Deux visions aujourd'hui, deux sons de cloche opposés nous reviennent en pleine face lorsque nous interrogeons des spécialistes de ce domaine.

La première est franchement négative: Israël serait au bord du gouffre, tout proche de l'explosion, notamment et principalement du fait de la démographie galopante des Palestiniens, et du risque que cela fait courir à un Etat unique.

S'y ajoute le poids grandissant des ultra religieux de part et d'autre de la "frontière", avec le risque de voir s'affronter deux théocraties. Mais aussi l'absence de frontières définitives pour Israël, et 60 ans de guerre et d'affrontements accompagnés de tant d'inhumanité de part et d'autre que la réconciliation semble impossible.

L'autre vision est beaucoup plus optimiste
. Elle s'accroche à l'image d'un Etat ayant su se construire dans l'adversité, d'un peuple sans terre depuis 2000 ans qui a réussi à s'enraciner, et qui, de ce fait, commence à porter attention aux rêves des autres.

Cet optimisme s'appuie également sur le fait que plusieurs frontières sont désormais stabilisées, que le pays est un pôle d'excellence dans l'agriculture et le high-tech, donc ancré dans le présent mais prêt pour l'avenir. Ajoutez à cela la volonté aujourd'hui bilatérale d'une majorité de la population de voir co-exister deux Etats indépendants et souverains, et tout devient plus bleu….

Alors donc, alors que la stabilité, la sécurité et la prospérité d'une grande partie du monde dépend aujourd'hui de la bonne volonté des habitants de ce bout de terre, soyons résolument optimiste et votons pour l'espoir!

Israël doit être une pépite rayonnante, apportant la prospérité et le bonheur alentour, plutôt qu'une bombe atomique semant le malheur et la désolation.

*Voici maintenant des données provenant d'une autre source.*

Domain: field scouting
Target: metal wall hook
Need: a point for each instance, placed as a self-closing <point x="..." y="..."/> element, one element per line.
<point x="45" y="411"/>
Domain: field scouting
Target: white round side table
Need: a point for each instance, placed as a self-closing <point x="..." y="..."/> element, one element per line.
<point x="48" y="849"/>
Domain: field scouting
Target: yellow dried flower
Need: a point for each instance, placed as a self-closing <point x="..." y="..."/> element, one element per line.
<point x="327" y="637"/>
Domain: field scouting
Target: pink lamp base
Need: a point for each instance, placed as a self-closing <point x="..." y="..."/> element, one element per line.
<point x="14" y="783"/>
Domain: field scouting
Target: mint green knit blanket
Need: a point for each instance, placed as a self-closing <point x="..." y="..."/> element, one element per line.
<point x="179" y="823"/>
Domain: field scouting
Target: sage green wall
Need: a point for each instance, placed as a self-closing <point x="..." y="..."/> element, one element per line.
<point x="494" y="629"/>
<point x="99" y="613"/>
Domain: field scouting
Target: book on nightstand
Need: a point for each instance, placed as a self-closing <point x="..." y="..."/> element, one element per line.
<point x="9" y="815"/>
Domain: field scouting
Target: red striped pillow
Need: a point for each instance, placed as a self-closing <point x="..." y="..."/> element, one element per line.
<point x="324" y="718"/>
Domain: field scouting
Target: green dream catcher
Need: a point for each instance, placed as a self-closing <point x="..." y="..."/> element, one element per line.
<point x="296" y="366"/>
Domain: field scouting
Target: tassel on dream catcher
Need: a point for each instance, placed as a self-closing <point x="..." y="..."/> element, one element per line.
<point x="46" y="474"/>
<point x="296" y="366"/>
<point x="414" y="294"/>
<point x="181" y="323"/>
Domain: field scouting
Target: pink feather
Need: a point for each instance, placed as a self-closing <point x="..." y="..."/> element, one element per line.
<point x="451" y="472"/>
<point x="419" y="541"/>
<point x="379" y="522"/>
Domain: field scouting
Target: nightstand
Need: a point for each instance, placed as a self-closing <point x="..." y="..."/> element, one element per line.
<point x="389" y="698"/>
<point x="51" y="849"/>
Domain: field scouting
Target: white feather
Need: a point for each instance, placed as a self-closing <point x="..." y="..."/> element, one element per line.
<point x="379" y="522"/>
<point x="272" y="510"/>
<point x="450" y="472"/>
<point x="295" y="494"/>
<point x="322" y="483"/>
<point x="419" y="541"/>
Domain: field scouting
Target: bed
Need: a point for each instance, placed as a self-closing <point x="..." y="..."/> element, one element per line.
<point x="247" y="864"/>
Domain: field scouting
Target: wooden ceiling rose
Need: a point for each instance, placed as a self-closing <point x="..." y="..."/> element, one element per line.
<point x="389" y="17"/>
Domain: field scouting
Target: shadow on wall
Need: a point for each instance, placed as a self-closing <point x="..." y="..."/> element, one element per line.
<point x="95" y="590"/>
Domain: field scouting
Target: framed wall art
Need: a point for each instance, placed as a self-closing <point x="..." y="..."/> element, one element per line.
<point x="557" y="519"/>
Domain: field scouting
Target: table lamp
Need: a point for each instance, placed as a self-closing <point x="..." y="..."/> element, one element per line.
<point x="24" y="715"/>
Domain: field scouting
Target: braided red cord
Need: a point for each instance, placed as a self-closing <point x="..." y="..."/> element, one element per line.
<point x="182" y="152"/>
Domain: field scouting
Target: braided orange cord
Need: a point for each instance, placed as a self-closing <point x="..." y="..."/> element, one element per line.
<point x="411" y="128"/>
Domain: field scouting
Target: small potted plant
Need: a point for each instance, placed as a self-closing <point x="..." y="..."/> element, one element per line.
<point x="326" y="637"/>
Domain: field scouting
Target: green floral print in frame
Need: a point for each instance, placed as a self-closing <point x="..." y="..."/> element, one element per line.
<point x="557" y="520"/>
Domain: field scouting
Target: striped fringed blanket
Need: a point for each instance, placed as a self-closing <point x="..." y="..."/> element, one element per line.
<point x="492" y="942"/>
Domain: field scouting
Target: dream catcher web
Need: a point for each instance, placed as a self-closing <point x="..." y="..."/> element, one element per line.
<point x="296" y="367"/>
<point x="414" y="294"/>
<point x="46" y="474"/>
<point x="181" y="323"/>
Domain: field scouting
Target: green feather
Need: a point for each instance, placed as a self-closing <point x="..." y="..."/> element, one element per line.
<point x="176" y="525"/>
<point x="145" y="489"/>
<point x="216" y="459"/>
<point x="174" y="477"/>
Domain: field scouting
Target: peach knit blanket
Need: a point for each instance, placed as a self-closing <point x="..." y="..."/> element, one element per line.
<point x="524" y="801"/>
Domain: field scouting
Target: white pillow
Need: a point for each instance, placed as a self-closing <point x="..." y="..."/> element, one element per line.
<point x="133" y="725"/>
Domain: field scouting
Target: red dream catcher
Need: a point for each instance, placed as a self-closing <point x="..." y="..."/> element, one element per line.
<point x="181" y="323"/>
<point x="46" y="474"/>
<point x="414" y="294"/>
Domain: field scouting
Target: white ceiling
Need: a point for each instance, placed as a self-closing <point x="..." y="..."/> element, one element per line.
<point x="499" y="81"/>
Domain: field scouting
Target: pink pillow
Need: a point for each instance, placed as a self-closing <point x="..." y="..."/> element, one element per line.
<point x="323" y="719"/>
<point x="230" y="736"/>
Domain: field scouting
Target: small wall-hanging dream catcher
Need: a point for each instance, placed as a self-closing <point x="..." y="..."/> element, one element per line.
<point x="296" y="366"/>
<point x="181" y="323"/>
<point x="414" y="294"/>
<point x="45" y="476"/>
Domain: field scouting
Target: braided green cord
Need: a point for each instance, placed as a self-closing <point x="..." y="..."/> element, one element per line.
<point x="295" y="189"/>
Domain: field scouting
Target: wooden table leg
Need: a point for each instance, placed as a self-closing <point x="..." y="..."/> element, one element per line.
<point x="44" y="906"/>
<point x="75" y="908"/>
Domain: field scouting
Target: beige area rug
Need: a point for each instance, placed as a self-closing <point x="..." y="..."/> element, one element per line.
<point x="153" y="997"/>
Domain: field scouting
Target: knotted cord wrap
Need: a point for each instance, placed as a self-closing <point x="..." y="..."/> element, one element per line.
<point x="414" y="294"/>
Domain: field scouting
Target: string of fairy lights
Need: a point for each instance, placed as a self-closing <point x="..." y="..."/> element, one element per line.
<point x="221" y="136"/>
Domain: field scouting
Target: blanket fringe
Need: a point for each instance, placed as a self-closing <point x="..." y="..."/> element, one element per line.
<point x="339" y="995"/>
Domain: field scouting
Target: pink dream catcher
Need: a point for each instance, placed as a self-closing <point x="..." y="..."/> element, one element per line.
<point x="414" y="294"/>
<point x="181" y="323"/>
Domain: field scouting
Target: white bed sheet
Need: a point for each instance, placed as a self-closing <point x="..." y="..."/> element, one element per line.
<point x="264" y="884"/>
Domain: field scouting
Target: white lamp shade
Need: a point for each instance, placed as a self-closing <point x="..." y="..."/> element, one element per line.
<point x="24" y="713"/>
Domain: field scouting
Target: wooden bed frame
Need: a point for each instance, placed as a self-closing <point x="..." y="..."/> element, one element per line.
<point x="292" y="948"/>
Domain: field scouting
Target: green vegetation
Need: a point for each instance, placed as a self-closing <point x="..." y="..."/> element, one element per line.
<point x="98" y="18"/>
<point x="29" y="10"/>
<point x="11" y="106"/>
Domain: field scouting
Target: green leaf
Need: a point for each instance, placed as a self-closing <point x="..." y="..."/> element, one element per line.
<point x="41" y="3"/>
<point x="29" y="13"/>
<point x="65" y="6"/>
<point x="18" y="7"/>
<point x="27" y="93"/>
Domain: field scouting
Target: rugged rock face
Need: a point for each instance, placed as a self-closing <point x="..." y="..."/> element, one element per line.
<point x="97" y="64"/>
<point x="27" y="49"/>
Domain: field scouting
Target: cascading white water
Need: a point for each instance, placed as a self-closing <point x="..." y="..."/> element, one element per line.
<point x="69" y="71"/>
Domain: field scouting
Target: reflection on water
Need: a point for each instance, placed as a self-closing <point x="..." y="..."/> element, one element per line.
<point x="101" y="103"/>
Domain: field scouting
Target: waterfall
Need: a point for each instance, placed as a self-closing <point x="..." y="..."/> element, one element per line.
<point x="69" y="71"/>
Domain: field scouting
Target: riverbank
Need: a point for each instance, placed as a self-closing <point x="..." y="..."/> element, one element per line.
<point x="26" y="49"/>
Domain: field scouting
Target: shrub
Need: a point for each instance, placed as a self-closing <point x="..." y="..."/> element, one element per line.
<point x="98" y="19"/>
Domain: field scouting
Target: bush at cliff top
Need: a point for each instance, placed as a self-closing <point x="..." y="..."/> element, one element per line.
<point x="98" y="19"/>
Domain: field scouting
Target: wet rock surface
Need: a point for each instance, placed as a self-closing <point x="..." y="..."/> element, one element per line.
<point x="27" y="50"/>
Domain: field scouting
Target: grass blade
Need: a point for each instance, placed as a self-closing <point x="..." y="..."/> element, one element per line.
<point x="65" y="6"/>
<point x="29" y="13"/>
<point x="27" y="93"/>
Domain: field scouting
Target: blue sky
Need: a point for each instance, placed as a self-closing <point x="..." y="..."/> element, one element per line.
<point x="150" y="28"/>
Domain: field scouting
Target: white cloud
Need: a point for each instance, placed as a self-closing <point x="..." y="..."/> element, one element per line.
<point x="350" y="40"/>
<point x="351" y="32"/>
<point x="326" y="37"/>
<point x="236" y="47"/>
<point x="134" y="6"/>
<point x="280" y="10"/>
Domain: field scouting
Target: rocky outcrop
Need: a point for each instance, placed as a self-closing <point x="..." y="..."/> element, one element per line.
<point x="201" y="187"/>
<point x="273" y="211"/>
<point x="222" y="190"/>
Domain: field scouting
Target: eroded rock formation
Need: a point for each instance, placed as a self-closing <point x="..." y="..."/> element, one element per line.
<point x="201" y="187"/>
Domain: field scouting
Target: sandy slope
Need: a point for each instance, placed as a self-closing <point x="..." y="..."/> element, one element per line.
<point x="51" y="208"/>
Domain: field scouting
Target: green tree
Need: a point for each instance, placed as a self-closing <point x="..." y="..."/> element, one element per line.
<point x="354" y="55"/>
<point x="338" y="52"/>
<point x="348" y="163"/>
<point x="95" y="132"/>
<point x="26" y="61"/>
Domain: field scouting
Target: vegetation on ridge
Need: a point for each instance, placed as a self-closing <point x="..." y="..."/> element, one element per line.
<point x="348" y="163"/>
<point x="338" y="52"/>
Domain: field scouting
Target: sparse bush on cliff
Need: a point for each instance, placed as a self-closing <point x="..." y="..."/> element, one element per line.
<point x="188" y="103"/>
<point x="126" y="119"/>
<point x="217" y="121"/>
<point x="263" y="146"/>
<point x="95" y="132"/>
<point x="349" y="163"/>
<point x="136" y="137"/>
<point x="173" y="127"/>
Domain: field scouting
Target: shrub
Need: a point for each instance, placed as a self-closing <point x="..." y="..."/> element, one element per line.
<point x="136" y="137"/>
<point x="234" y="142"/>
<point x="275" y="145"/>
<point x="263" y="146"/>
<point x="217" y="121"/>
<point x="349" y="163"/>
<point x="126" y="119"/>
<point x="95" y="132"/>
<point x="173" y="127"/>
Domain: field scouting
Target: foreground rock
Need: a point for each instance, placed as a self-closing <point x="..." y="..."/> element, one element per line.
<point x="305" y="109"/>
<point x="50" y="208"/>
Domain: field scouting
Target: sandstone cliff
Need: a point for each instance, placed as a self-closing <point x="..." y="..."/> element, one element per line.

Les deux peuples ne pourront, ne peuvent ( parlons au présent), éviter de coopérer et se réconcilier. Si Allemands et Français l'ont réussi, pourquoi pas Palestiniens et Israéliens ?

Je sais, je suis un indéfectible optimiste, mais c'est ce qui fait ma force…

mardi 6 mai 2008

La Chine, ou l'empire de la démesure.

Décidément, la Chine a bel et bien remplacé désormais les Etats-Unis dans la démesure.

La maladie pied-main-bouche, bien connue chez nos jeunes patients, et traitée par un peu de paracétamol, est considérée comme bénigne par tous les médecins de France.

Sauf qu'en Chine, cela ne se passe pas ainsi: le nombre d'enfants chinois infectés récemment est estimé à près de 10 000 ce jour. Et, surtout, 24 enfants en sont morts…

Sur notre vieux continent, cette maladie est généralement due à un Coxsackievirus. Mais l'épidémie qui touche l'Empire du Milieu est due est due à un enterovirus, de type EV71.

L'épidémie a conduit le ministère de la santé chinois à déclarer une alerte nationale…

A l'approche des Jeux olympiques, serait-ce encore un coup des Tibétains ? Si même les non-violents se mettent à utiliser des armes bactériologiques, on est mal parti!